Fuel injection plugs

[James Ballenger]

Greg Hermann wrote:

> The difference MIGHT be almost this big at part throttle--but the
> difference is due mostly to pumping losses, not necessarily to
> thermodynamic superiority

    This was a figure from an automotive engines book I had from an autoshop
class.  The figure seems to be confirmed by other texts/sources, but they don't
detail the conditions under which the engines see this effeciency numbers.


>  They are really quite close on a volume basis! within 2% or so, with
> gasoline a bit ahead.

You got me there, according to this site (below) it is exactly 3%.
http://www.cs.ruu.nl/wais/html/na-dir/autos/gasoline-faq/part1.html

> No--more like it cannot burn all of the oxygen it breathes in, so it cannot
> make as much power.

    As long as the fuel is completely burned, it shouldnt matter should it?  Seems
like you could have as much oxygen just sitting there as you want, it would just
not participate in the reaction.

>   For a given volume of fuel, a diesel produces roughly twice the
> >pressure as a gas engine right?
>
> Not at all--only place the pressure is higher is at the top of the
> compression stroke, prior to ignition/injection.

    But this is where the reaction occurs and where the temperature and pressure
are relevant.  In the other 3 strokes, the only thing affecting thermal effeciency
is thermal losses.  I was speaking in terms of the combustion, a diesel can see
20:1 where a gas engine might only see 10:1.  The diesel generates enough pressure
and heat to self-ignite the mixture!  Do you mean that after/during ignition, the
force/pressure generated by a gasoline reaction is greater than a diesel reaction?
Why would a diesel produce so much more torque then?

> Where you goofed is by just applying pv=nrt.
>
> The power that you can (ideally) get out of a given amount of gas will
> always be limited by the (useful) delta T times the specific heat times the
> mass flow.
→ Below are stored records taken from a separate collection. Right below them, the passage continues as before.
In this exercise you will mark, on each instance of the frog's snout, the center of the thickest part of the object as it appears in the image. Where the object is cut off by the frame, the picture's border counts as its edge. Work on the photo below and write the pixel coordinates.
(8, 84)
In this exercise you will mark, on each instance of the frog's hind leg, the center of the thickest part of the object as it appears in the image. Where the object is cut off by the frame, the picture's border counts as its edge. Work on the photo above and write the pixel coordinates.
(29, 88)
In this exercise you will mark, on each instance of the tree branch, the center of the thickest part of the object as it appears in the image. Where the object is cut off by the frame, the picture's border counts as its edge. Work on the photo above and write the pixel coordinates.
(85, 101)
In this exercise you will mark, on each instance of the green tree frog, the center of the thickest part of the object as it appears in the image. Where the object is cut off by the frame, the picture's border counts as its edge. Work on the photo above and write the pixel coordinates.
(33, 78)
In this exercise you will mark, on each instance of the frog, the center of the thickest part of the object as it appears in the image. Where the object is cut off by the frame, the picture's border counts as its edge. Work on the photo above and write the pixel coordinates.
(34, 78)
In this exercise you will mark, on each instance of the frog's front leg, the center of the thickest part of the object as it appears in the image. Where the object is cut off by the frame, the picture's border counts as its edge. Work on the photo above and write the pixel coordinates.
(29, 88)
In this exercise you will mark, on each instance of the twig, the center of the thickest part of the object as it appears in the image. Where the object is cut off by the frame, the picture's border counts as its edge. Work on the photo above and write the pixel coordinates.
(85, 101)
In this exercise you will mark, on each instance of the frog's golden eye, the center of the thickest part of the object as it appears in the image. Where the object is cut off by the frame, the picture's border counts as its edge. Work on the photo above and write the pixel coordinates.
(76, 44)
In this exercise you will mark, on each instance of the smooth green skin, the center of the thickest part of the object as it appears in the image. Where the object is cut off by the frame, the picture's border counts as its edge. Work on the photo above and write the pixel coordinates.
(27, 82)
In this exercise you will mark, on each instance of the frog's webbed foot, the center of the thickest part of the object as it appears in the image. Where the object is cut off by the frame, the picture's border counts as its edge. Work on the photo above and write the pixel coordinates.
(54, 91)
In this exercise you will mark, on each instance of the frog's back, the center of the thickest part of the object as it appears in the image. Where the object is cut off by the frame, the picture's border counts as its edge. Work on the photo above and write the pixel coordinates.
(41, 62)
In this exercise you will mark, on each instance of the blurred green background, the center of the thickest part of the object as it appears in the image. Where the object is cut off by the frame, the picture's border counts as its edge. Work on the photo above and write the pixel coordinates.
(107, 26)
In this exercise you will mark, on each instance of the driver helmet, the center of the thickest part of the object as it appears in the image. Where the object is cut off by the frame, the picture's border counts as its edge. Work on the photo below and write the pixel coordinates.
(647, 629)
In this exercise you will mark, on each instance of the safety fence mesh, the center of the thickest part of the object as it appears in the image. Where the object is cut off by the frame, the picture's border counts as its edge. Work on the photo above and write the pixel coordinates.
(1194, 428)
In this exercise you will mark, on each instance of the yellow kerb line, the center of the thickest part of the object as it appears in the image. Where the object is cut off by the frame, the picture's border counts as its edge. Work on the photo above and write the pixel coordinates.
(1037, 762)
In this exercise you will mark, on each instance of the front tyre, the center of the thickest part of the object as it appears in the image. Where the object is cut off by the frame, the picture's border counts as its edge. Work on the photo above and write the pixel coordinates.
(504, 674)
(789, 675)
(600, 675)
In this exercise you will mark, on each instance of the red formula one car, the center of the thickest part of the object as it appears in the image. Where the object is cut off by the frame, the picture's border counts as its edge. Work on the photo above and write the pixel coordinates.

The "useful" delta T is limited by the available expansion
> ratio. If the gas is losing heat to the water jacket as it expands, you
> will get less than the ideal amount of work out of it.
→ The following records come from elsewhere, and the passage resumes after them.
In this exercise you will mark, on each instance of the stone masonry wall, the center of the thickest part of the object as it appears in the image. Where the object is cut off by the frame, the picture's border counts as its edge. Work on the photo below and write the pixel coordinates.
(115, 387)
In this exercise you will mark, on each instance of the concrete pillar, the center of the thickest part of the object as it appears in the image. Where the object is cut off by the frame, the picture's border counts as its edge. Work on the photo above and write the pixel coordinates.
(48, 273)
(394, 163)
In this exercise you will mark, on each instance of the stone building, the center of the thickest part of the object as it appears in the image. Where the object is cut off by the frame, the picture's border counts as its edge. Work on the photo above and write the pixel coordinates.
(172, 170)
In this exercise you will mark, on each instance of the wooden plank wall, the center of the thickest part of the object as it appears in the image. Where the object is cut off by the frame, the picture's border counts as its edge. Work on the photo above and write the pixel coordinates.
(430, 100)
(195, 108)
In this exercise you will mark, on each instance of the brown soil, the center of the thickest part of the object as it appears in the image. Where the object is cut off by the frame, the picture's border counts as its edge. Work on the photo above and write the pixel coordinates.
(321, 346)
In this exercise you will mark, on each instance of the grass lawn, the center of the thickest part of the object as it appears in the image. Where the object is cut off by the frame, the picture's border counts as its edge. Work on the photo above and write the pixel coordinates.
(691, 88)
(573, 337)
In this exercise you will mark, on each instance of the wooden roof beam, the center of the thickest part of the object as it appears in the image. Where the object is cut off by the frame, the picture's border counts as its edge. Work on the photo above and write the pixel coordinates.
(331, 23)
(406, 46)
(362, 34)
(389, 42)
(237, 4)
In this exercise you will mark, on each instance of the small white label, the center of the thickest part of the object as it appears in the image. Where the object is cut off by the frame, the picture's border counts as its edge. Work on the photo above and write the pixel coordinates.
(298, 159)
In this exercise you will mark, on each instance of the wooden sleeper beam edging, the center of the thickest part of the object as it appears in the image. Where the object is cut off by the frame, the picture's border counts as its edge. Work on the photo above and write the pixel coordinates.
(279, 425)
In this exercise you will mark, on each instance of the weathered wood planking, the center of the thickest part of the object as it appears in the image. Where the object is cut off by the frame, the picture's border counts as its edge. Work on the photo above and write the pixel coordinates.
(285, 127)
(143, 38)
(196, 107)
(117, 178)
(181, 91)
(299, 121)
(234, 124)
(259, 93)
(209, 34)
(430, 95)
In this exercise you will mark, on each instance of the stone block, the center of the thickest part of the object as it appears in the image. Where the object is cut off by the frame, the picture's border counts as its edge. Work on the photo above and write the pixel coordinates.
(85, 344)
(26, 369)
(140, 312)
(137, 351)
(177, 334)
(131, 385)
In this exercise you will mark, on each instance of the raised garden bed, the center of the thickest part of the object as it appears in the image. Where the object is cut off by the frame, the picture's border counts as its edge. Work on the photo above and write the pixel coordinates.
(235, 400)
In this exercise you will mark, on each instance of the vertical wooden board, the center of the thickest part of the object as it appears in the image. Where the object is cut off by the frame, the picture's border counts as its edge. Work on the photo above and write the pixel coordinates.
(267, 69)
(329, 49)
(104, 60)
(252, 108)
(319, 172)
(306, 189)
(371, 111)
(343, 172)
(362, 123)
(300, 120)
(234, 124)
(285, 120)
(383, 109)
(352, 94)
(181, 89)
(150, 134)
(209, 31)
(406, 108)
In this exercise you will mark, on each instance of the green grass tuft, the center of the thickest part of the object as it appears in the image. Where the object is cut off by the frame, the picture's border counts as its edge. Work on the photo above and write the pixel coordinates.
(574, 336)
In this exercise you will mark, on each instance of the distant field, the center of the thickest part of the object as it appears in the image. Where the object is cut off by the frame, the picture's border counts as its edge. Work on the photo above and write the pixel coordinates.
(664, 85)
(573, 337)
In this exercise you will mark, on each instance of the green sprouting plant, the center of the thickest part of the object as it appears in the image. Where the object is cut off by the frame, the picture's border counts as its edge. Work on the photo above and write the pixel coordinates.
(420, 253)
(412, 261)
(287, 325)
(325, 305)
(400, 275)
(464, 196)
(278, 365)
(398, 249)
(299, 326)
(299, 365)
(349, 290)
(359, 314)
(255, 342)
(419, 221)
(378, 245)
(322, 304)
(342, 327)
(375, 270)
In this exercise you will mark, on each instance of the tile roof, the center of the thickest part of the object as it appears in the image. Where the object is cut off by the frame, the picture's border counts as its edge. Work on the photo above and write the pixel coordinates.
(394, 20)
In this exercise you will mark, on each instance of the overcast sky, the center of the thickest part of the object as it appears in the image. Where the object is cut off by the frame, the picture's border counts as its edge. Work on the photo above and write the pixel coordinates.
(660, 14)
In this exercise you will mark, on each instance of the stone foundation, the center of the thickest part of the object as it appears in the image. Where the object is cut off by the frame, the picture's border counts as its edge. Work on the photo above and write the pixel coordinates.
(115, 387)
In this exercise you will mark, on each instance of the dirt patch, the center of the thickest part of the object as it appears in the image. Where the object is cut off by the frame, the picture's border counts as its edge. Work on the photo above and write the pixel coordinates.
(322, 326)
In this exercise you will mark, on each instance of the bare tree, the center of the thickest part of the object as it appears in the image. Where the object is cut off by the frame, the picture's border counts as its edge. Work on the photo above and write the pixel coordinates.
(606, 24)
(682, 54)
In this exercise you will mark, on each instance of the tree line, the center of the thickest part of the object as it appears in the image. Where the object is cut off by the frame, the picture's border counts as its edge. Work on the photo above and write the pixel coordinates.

    Assuming the same types of thermal losses between the two, the diesel will
still retain twice as much heat because of the nearly doubled pressure.  Most of
the heat of these systems is lost to the water jacket and  exhaust system, but at
least they can compared given proportianate thermal losses.  I used pv=nrt just to
find temperature with regard to the volume and pressure of the system, I don't see
how it is not applicable (except that we are not dealing with an *ideal* gas).

> T1/T2= (P1/P2) exp (0.283) = (V2/V1) exp (0.4) ----These exponents are for
> air, and would change somewhat for different gasses. But plenty close
> enough to figure out how things work. Likewise--specifc heat varies with
> both pressure and temperature, but holding it constant is close enough to
> get a GOOD feel for how things work.

    Q=C(Tf-Ti).  I think we need to know the temperatures of the reactions and the
heat capacity of gas and diesel to be able to make and assumption.  According to
the equation, it could vary quite a bit assuming a large temperature difference.
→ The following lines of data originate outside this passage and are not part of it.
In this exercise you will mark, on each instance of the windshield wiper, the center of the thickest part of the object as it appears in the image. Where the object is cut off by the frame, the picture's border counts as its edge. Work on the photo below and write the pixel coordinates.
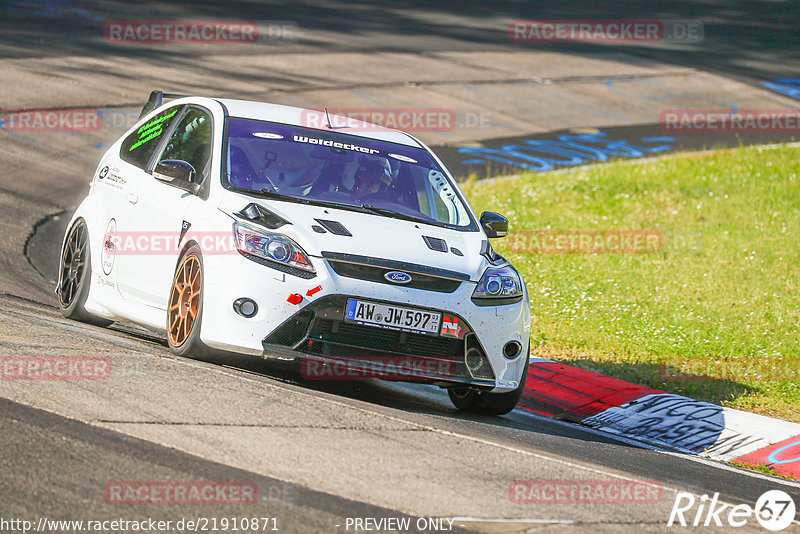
(396, 215)
(269, 193)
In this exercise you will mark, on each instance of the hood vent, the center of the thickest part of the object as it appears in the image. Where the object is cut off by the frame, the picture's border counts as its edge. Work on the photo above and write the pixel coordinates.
(435, 243)
(334, 227)
(260, 215)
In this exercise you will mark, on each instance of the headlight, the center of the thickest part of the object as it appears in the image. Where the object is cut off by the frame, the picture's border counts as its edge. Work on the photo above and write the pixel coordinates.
(272, 247)
(498, 283)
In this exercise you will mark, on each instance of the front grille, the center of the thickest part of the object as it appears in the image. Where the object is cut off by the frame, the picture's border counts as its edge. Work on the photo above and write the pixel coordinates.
(376, 274)
(383, 339)
(334, 227)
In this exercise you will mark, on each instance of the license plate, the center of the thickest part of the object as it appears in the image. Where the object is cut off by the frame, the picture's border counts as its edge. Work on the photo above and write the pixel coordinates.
(394, 317)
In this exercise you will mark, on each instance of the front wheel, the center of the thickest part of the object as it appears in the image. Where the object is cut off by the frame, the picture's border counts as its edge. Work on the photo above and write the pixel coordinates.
(74, 276)
(185, 307)
(483, 402)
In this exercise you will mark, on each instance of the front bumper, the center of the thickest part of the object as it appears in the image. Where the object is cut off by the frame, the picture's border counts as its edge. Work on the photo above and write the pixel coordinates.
(314, 330)
(319, 333)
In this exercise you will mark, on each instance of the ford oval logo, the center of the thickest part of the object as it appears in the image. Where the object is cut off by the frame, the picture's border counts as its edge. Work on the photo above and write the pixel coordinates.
(396, 277)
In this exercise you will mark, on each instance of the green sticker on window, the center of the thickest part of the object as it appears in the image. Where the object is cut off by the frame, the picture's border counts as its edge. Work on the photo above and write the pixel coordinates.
(151, 130)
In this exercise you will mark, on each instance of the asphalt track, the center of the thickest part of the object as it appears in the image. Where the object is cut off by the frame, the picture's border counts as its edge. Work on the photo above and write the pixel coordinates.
(322, 452)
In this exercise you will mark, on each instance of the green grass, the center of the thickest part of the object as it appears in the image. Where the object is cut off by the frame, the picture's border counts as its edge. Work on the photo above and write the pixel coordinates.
(763, 469)
(719, 302)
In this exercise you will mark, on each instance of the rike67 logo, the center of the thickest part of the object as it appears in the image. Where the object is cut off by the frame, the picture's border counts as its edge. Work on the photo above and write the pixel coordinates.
(774, 510)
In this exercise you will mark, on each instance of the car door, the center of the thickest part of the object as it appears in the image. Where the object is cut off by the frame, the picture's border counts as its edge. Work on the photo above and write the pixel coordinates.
(123, 184)
(156, 211)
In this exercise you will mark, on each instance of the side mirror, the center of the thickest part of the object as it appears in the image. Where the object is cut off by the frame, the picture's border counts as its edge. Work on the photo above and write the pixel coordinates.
(178, 173)
(494, 224)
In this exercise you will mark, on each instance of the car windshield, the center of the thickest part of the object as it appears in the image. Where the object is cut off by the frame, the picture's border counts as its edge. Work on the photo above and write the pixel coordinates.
(328, 167)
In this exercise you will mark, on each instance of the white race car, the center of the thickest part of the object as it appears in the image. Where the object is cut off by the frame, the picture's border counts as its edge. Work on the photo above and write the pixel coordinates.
(266, 230)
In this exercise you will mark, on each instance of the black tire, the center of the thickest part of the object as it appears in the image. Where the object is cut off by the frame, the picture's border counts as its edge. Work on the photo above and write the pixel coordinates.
(483, 402)
(74, 276)
(186, 304)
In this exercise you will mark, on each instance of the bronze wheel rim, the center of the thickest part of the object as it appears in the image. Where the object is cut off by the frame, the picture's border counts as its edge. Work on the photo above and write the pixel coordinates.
(184, 300)
(73, 263)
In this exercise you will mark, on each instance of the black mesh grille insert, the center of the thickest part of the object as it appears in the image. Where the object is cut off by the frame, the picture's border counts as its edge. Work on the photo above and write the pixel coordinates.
(320, 330)
(376, 274)
(334, 227)
(293, 331)
(434, 243)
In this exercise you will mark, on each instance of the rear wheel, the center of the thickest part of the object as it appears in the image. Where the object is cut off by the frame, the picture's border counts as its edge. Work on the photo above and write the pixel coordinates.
(185, 307)
(74, 276)
(483, 402)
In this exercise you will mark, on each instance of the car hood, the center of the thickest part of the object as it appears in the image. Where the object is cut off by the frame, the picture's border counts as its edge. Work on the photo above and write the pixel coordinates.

> The ideal work out of a power stroke, W = (T1-T2) x (specific heat) x (mass
> flow).

My physics book defines work as the integral of p*dv, so the work done will be
proportional to the expansion ratio.

> As you can see from the first equation,  (V2/V1) ---the expansion ratio--
> determines how much delta T is possible with a given  engine design.
> But--since we are talking about RATIOS, a higher absolute T1  allows more
> work from a given mass flow at any given expansion ratio.

Right, the diesel sees a far greater t1 being that it self-ignites the fuel at this
point right?



> No, it does not!!
>
> A diesel sees a higher pressure at the top of its compression stroke than a
> spark (Otto) engine does, but then burns its fuel at a nearly CONSTANT
> pressure. Because it cannot burn at stoichiometric, and because it burns at
> constant pressure, its peak temps are not as high!

If it didnt see a higher peak temp, then why would diesel self-ignite?  By virtue
of the doubled pressure, due to cr, at tdc combined with the combustion reaction
the temp would have to be higher.  Why would the reaction be a constant pressure
reaction?  In any case, the pressure would increase during the reaction.


> An Otto cycle engine burns its fuel at a nearly constant VOLUME, and at an
> approximately stoich a/f ratio--therefore its peak pressure and temperature
> go quite a bit higher than a diesel's do!!!

This can't be right, "If the volume of a system (such as a gas) is held constant,
that system can do no work."  That being said, a constant volume reaction would do
no net work.


> These facts are exactly why an Otto cycle is inherently more efficient than
> a diesel cycle!!

I think I am missing something here, maybe just my flimsy grasp of the 1st law of
thermodynics.  But my automotive books do indicate that a diesel has greater
thermal efficiency, by virtue of maintaining more of the heat produced.

James Ballenger

btw, what do you guys have your word wrap set to?  Every message I write now seems
to come out with the wrong word wrap.